What do you guys do to get ready for the summer?

I have finally got my have my process down.

I spend a few weeks doing mower maintenance, belts, oils, sharpening a few sets of blades, greasing, plugs etc. Then I mow. Short as possible, manure and all. It can be rough around feed and trough areas. And in the low spots that arent frozen. I try to mow before the first shoots of spring.

I found a fella that had a couple sections of an old rotary hoe rigged up to tow that I bought. I can add weight to the top with cinder blocks. Then I added a section of cyclone fencing about 12' long behind that.

After mowing I rotary hoe/drag the hell out of the pasture. That sure cleans, levels, and drags everything smooth.

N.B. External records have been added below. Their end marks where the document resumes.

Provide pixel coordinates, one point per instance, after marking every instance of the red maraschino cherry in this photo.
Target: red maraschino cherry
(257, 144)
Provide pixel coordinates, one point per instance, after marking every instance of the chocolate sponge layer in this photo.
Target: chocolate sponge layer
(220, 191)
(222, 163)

I didnt have any cattle last spring and it seemed I was just filling in the ruts from previous yrs cattle. I threw out some seed in those areas around the hay feeders and by July it seemed to green up better. Aside from broom grass I am fairly weed free. I try not to use chemicals since I am basically eating what they eat. I dig thistle up by hand. The spiny amaranth is getting rough around my barn though.

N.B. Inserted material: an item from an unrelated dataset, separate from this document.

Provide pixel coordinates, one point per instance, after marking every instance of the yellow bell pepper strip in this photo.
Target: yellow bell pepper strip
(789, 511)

I dont have much equipment for tillers, mulchers and plows, but was wondering what you guys do on a yearly basis for your grass pastures.


----------



## BWfarms (Aug 3, 2015)

Depends on my goals. I focus on growing the desirables and rotational grazing multiple pastures. There is no need to do annual pasture renovations if you maintain the pastures the right way. Don't overgraze and have a designated dry lot for use as a feed lot.

I try not to fertilize pastures at spring green up (Feb-Mar) unless I need grass due to low hay on hand. Grass like fescue can cause tetany issues because of the rapid growth, always have mineral out for the herd. I mow excess pasture for hay and top dress as needed before the dry stretch of summer hits. I stock my pastures appropriately and reduce weed pressure to minimize mechanical mowing. There will be times there are stems because cows can't keep up and I clip the pasture with a rotary mower at the highest setting possible.

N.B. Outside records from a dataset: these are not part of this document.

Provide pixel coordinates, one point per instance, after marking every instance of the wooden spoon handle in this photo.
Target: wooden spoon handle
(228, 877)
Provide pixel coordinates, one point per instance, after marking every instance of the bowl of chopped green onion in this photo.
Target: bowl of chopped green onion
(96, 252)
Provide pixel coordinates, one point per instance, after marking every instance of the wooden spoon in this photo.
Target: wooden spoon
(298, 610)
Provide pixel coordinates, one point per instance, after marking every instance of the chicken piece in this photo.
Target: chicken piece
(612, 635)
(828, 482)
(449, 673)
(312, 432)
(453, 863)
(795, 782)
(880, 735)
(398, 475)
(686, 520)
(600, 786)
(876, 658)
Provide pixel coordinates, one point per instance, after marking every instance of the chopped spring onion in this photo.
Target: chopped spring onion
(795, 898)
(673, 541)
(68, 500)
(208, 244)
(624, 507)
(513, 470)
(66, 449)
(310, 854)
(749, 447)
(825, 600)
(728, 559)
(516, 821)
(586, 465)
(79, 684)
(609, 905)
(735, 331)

Take it easy on the anti spraying, I spray and eat the very animals I raise. I've staked my reputation labeling my beef with my name on it. I also trust what Product Safety says about the chemicals I use.


----------



## Tx Jim (Jun 30, 2014)

Cult45

IMHO having pulled a rotary hoe in my youth over ""cultivated soil"" to uproot small weeds/grass & sometimes break cultivated soil up after a hard/packing rain so planted seeds can emerge I doubt a rotary hoe will penetrate very deep on pasture even with a lot of added weight.


----------



## Ray 54 (Aug 2, 2014)

Do my best to not overgraze,pray for timely rains in the grass growing part of the year. And for no rain in the other part of the year to keep what is there as dry feed good.

Way different type country than yours Cult 45. Takes 10 to 50 acres to keep a cow for a year,average 20 inches of rain a year. Hopeful it comes from Oct to April.


----------